The present invention relates to a data recording method and, more particularly to an encoding method for use in a recording system in which a DC component is difficult to be reproduced, e.g., an encoding method for magnetically recording a data signal.
When a digital data signal is encoded, a precoding based on NRZI (non-return-to-zero inverted) conversion is carried out in order to avoid a propagation of error.
FIG. 1 of the accompanying drawings shows an example of such precoding based on NRZI conversion. As shown in FIG. 1, a digital data signal applied to an input terminal 21 is supplied to an adder (exclusive-OR circuit) 22 of which the output signal is supplied to an output terminal 23. The output from the adder 22 is also supplied to a 1-bit delay circuit 24, in which it is delayed by 1 bit and supplied to the adder 22. Therefore, an output signal shown on the lower row is obtained with respect to an input signal shown on the upper row of FIG. 2.

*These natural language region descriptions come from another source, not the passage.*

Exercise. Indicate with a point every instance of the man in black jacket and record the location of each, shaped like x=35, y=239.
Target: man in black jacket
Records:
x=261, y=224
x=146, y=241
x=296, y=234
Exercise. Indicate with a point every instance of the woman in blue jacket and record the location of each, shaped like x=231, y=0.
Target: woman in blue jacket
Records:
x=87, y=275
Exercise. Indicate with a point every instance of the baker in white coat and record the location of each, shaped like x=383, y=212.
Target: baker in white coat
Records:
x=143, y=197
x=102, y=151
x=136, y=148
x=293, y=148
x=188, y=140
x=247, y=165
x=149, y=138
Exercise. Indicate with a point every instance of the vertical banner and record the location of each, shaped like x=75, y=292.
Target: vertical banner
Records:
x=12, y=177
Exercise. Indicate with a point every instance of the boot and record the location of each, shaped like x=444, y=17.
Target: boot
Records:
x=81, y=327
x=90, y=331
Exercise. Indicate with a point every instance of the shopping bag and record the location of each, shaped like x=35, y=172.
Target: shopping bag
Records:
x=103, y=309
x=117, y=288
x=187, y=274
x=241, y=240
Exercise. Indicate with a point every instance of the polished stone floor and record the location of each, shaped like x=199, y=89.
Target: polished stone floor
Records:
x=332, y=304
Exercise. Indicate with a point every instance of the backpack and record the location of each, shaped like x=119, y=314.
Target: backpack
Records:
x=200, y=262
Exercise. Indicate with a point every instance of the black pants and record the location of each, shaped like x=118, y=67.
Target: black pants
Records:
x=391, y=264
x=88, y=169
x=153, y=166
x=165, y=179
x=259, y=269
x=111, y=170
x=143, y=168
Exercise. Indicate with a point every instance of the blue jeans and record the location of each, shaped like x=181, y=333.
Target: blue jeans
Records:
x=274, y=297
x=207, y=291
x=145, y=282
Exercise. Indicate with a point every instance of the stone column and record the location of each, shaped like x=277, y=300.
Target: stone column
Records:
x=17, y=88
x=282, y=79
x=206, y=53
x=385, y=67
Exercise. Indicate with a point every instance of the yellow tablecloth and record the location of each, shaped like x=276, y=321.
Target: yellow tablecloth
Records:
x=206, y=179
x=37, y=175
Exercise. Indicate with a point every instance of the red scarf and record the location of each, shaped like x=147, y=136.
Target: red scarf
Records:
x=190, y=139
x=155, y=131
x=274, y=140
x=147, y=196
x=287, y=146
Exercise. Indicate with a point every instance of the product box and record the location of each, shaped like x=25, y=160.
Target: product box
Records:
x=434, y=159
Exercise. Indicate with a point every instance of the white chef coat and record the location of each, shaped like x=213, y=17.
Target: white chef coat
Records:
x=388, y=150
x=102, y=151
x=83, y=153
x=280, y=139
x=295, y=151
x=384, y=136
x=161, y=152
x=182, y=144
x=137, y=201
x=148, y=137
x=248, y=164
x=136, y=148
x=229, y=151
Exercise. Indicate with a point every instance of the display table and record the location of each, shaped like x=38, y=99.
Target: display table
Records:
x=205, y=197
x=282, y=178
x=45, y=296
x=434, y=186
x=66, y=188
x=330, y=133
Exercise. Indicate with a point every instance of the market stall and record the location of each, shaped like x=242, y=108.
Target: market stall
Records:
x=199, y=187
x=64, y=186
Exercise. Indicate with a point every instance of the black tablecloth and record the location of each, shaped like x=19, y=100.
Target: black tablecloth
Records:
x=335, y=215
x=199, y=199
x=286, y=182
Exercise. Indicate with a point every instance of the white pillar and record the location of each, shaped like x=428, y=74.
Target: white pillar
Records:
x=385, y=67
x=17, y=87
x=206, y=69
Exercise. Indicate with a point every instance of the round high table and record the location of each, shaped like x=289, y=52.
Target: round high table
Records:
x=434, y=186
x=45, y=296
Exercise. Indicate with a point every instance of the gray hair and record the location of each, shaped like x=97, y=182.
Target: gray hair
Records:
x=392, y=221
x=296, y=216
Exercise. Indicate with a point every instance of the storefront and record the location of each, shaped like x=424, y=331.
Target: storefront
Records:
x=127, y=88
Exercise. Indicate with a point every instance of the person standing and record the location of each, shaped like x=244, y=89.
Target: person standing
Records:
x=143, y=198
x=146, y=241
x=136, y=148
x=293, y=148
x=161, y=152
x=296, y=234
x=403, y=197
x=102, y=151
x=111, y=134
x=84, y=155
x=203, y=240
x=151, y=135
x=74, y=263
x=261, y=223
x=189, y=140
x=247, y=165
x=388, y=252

If the coding based on the NRZI is combined with a code conversion, such as an eight-to-nine conversion or the like, there is then obtained an encoded signal wherein the DC domponent of successive NRZI code words is minimized. Specifically, when the digital signal is encoded, there is obtained the encoded digital signal wherein a DSV (digital sum variation) obtained when +1 is assigned to symbol "1" and -1 is assigned to symbol "0" is constantly finite.
Since it is difficult to reproduce a DC component, when a coded signal is recorded on a magnetic medium, it is effective to obtain the encoded signal wherein the DC component of successive NRZI code words is minimized. In the NRZI conversion, if a code conversion such as an eight-to-nine (8/9) conversion or the like is combined with a preceding processing stage thereof, then there can be easily obtained the encoded signal wherein the DC component of successive NRZI code word is minimized. Therefore, the coded signal can be magnetically recorded satisfactorily.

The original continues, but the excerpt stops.